We know of one client who purchased a database firewall at the recommendation of their auditors (KPMG). They spent over Euro 100k on technology over 9 months ago that is still not fully implemented and for what – to prevent users from accessing the Oracle database with the production dba password. They could have and should have separated their test, development, staging and production environments and prevented developers from connecting to the production server with a simple firewall rule.
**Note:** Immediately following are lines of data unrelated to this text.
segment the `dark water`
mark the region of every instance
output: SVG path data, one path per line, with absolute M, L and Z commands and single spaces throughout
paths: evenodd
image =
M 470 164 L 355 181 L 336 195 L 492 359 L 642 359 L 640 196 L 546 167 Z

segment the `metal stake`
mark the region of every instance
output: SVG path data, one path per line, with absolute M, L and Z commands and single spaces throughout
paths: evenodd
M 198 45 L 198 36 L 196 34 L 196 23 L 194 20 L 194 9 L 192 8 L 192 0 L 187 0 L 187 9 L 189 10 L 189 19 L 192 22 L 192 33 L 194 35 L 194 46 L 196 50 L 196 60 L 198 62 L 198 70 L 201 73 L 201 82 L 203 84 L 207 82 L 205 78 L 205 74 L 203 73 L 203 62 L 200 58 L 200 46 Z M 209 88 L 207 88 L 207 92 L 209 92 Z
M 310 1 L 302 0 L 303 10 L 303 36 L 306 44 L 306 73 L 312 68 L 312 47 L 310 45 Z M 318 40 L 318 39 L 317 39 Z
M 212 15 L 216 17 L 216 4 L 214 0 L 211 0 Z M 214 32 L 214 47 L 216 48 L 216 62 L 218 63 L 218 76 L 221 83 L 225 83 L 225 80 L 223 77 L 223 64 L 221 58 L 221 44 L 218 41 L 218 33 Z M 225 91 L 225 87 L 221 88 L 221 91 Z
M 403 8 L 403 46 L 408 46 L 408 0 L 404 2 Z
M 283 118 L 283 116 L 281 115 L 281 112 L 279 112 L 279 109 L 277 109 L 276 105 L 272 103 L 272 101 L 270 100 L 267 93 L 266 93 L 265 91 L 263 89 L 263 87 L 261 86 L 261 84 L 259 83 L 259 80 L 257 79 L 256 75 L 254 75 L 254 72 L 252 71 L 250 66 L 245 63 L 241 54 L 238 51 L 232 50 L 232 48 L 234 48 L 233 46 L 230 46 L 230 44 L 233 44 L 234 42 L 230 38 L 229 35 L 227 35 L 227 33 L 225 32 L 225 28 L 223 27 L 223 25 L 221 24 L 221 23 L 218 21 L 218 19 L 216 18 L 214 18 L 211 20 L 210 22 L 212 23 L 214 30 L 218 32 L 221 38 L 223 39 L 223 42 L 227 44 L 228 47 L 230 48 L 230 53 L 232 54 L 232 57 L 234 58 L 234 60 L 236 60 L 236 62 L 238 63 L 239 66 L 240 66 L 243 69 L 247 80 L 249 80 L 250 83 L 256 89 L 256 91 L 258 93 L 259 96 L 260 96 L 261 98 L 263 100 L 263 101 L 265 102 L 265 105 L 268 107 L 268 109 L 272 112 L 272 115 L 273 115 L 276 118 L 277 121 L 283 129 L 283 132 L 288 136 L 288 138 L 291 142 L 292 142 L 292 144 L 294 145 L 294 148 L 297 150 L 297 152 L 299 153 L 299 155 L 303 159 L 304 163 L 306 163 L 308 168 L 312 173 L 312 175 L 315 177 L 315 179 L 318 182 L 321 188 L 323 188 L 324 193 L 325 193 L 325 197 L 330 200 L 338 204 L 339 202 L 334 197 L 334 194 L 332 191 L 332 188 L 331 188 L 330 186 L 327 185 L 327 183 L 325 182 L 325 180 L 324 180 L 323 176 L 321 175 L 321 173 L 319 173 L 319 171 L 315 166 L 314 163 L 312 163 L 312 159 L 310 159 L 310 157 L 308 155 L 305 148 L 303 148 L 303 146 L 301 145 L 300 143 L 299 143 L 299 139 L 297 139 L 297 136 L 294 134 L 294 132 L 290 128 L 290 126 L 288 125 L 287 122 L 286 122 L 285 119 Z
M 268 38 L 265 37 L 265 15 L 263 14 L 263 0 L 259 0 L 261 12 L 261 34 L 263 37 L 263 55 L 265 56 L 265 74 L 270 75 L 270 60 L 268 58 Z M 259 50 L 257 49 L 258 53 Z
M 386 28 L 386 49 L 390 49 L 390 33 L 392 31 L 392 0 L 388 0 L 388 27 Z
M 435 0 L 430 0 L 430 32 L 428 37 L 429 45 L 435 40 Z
That could have been implemented with a cheap Linux box running Centos and iptables for basically nothing.
The case with small merchants is that on one hand they don’t have the budget nor the mentality to spend although they have the most to lose in a security breach and as a collective group constitute the most significant source of vulnerabilities in the payment card network.
Clearly – there is a business case both for the card associations AND the small merchant to improve their security.
I’m skeptical about MS Word checklists and Euro15/month network scans as a means of attaining this goal.
I think it’s an insult to the intelligence of any decent business owner/manager. As an alternative, we suggest that the small merchant use Practical Threat Analysis to examine his own business situation, mitigate threats and comply.
This is what PCI is about really, at the end of the day.